In one of those cases, defense attorneys for the officers — Ball and colleague Michael Marshall — acted preemptively to avoid having the report come up at trial, filing a motion in limine to preclude any reference to it in their clients’ case.

Ball and Marshall have filed similar motions in multiple cases. The motion has been granted in at least one case in state court and one case in federal court, according to court records.

Marshall said they have seen plaintiffs bring up the report and want to avoid being forced to object to a reference at trial and hope the jury follows instructions to disregard it.

“We have plenty of plaintiffs who are making reference in the initial complaint they filed and in interrogatories who are making reference to the findings report or, now, the consent decree,” Marshall said.

The Baltimore City Law Department did not respond to a request for comment on use of the report in civil litigation.


Admissibility questions

Attorneys must clear several procedural hurdles to even have hope of using the report. While the report is hearsay, both federal and state rules of evidence potentially allow for its admission as a public record of the factual findings of a legally authorized investigation.

Pettit said he believes the report is an admissible hearsay exception and should be used in motions, evidence and opening arguments.

“We think we should be able to use it throughout,” he said. “The courts, obviously, haven’t totally agreed with us.”

Several motions filed by Ball and Marshall have either not been ruled on or were rendered moot by a settlement. The motions that were granted were done so without a written opinion explaining the ruling, but Marshall said judges appear to be finding the report is more prejudicial than probative and not relevant to the case.

The public records exception also allows the opponent to show the source or circumstances surrounding the report indicate a lack of trustworthiness, which Marshall said they believe is another reason to keep the report out.

Federal investigators relied on “limited anecdotal and sometimes unsubstantiated allegations” in reaching their conclusions, according to one of the motions. Marshall said some of the stories told to investigators by unidentified sources “were almost apocryphal.”


Other jurisdictions

In other states, Justice Department reports have been deemed relevant and referenced by plaintiffs in lawsuits against police departments and prison systems that were investigated.

The report on the Ferguson Police Department in Missouri survived a motion for summary judgment in a 2015 wrongful death lawsuit, with a federal judge finding it qualified as a public record but allowing for a later debate on whether it would be admissible as evidence.

In that case, the family of Jason Moore alleged an officer fired his Taser four times at Moore, including three times after he had fallen to the ground, and did not give Moore time to respond to his commands. The Justice Department report had concluded Ferguson’s police used excessive force, including Tasers, and failed to review incidents thoroughly.

“Defendants are free to challenge the reliability and accuracy of the Report’s summaries,” U.S. District Judge Stephen M. Limbaugh Jr. wrote last October. “But for the purposes of summary judgment... the evidence relied upon by the plaintiffs is properly before this Court.”

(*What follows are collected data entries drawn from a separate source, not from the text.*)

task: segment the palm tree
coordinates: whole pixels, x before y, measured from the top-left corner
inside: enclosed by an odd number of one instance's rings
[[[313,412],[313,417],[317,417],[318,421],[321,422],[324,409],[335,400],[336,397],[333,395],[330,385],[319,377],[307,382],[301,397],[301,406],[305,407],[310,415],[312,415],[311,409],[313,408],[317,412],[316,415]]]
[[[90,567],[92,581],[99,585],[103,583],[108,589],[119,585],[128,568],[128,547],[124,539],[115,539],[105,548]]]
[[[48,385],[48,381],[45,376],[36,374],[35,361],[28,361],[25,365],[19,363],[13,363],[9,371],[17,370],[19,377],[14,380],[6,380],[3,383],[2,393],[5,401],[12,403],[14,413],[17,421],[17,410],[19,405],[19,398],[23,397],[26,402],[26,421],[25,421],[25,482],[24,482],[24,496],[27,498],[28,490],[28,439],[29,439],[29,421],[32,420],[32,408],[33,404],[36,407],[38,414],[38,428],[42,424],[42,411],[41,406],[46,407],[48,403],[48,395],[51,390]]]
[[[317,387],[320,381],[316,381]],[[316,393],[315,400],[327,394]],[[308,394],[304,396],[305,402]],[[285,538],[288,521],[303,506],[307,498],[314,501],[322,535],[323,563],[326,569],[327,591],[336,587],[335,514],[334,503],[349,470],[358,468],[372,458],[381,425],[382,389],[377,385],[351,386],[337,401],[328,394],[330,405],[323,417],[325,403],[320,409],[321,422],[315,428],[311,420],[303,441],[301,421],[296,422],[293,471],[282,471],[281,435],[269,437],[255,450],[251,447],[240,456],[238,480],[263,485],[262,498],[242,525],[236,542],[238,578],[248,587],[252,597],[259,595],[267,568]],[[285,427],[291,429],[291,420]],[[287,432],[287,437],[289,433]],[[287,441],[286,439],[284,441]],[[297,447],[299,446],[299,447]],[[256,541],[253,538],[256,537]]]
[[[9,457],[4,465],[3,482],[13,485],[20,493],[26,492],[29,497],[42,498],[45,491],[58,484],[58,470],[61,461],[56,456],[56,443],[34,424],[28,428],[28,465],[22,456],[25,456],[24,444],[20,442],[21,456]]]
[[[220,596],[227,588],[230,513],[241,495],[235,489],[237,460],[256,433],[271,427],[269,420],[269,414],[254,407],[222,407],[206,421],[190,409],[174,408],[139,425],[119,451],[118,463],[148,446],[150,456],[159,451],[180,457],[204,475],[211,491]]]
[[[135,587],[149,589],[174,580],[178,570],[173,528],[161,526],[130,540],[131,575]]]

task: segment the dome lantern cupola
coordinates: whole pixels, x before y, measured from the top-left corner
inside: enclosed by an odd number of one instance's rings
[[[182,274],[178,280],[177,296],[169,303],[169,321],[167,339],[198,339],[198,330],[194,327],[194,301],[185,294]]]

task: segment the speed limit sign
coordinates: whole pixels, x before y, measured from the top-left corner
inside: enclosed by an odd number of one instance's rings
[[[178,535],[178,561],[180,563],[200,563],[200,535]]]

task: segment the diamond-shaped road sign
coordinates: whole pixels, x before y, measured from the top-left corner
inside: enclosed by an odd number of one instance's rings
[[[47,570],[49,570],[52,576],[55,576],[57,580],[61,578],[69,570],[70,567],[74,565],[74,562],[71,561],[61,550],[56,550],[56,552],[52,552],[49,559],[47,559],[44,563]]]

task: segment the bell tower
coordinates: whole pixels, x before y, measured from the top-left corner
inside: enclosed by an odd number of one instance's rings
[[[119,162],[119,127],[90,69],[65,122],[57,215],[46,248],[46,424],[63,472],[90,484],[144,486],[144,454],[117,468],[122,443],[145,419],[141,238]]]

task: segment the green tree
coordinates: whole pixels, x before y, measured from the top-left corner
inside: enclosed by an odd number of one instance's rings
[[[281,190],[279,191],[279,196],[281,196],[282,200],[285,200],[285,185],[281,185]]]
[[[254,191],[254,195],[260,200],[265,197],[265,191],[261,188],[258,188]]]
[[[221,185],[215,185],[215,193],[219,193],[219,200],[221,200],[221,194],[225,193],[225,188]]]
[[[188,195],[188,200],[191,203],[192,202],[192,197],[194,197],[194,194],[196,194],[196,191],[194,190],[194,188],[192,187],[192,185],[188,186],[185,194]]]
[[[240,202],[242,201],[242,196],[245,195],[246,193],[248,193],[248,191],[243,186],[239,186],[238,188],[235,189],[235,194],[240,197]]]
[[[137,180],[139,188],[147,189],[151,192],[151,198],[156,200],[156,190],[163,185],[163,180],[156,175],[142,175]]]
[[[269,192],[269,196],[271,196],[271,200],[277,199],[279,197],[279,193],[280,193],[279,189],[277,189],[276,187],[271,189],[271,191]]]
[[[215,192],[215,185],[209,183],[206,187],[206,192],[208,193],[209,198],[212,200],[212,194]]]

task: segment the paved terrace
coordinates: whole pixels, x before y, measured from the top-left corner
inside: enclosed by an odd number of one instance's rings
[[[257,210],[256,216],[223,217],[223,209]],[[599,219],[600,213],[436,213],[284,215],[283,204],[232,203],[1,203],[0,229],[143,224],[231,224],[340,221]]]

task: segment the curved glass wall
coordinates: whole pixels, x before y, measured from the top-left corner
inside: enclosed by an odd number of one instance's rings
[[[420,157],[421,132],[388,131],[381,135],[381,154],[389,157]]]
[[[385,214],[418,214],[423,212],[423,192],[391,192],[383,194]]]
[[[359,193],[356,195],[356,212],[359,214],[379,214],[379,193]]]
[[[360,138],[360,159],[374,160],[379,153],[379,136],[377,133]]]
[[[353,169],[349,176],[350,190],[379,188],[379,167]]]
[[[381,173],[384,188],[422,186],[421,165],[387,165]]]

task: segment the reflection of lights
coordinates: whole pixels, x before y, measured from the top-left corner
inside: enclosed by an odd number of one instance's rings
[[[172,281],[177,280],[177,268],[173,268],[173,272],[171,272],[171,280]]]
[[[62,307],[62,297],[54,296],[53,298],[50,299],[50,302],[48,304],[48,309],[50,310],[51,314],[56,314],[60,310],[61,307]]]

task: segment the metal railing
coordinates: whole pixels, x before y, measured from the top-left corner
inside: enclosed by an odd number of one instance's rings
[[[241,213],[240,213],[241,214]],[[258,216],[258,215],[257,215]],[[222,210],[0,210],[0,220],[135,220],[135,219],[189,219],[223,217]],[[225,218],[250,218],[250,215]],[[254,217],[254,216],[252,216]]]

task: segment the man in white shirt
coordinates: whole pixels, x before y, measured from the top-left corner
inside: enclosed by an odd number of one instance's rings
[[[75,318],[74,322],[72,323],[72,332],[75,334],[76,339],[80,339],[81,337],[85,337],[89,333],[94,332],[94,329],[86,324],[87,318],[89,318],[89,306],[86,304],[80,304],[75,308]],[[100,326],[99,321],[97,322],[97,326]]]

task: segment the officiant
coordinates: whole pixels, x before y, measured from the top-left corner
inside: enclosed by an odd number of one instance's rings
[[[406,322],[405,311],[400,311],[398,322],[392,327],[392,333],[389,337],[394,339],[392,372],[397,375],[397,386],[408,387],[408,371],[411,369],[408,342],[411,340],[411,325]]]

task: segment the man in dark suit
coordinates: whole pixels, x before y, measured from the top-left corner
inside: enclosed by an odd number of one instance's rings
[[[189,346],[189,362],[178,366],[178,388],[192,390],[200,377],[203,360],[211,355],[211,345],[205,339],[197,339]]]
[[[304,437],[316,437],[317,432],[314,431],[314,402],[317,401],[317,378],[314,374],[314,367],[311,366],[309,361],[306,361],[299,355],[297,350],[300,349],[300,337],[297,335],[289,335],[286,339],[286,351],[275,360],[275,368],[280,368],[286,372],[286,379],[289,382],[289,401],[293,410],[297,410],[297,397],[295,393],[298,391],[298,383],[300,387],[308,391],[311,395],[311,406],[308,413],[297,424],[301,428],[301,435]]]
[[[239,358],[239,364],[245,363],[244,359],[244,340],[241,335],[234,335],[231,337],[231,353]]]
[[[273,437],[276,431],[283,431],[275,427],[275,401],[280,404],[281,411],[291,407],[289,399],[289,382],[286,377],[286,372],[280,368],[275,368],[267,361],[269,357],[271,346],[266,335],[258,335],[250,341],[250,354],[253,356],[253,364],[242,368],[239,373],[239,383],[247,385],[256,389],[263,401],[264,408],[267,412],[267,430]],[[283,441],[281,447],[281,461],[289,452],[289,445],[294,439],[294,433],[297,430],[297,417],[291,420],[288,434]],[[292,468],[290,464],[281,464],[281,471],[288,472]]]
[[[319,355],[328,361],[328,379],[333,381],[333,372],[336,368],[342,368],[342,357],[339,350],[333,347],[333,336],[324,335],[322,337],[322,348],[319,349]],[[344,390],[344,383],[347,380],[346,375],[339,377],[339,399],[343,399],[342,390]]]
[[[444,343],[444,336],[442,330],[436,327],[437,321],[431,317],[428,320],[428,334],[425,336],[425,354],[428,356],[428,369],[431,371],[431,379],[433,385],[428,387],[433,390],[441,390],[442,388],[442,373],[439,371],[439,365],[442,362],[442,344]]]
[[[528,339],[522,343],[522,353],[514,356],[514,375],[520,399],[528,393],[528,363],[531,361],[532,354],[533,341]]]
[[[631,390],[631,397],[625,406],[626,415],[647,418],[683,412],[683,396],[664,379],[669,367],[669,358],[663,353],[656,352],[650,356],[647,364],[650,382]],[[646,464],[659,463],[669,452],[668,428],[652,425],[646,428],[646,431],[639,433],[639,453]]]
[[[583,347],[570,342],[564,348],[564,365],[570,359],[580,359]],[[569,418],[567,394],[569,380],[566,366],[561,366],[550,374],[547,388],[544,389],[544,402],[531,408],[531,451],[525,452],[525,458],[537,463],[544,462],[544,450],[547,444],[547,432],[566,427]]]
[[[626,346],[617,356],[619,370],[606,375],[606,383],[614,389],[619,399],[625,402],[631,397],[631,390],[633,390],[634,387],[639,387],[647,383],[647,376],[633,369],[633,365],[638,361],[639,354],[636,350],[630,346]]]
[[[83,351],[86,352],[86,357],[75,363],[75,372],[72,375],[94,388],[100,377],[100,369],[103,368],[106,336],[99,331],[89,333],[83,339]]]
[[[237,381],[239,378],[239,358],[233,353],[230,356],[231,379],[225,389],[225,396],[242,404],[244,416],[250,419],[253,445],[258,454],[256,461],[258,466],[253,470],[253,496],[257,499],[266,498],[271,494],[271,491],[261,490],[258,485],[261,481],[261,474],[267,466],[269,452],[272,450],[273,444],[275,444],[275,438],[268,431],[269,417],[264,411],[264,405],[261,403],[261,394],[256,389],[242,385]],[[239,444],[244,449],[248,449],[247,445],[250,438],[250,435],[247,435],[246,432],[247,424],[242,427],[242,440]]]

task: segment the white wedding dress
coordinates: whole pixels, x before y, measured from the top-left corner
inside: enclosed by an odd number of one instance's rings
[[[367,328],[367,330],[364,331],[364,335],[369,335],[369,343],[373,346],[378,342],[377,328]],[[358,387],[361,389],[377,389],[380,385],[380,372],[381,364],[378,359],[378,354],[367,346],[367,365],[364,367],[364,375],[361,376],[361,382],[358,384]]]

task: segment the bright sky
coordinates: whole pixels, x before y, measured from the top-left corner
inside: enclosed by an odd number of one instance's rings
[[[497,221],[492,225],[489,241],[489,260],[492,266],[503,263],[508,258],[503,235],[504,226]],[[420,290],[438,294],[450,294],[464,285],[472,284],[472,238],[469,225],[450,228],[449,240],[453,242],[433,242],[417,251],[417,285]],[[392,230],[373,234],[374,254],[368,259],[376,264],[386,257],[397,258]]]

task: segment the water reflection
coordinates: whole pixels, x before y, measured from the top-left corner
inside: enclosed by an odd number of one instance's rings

The 7th U.S. Circuit Court of Appeals ruled last year a Justice Department report on Cook County, Illinois jails could be used as evidence to avoid summary judgment and show an unconstitutional custom, policy or practice, finding the report “would seem to provide a thorough and reasonably trustworthy starting point.”

Similarly, the 5th U.S. Circuit Court of Appeals determined in 2009 that a Justice Department report on Dallas County, Texas jails was properly admitted as evidence despite being prejudicial to the county because it was “probative as well.”

Gordon, the plaintiffs’ lawyer, said attorneys attempting to use the Baltimore report should be prepared to explain to a judge why it is reasonable to attempt to introduce it.

“The worst thing that can happen is it’s not coming in and the judge calls you up to the bench to ask why you’re doing it,” he said. “I’m sure there are a set of facts that exist in the universe that would make it relevant and (lawyers) should not be afraid to test boundaries.”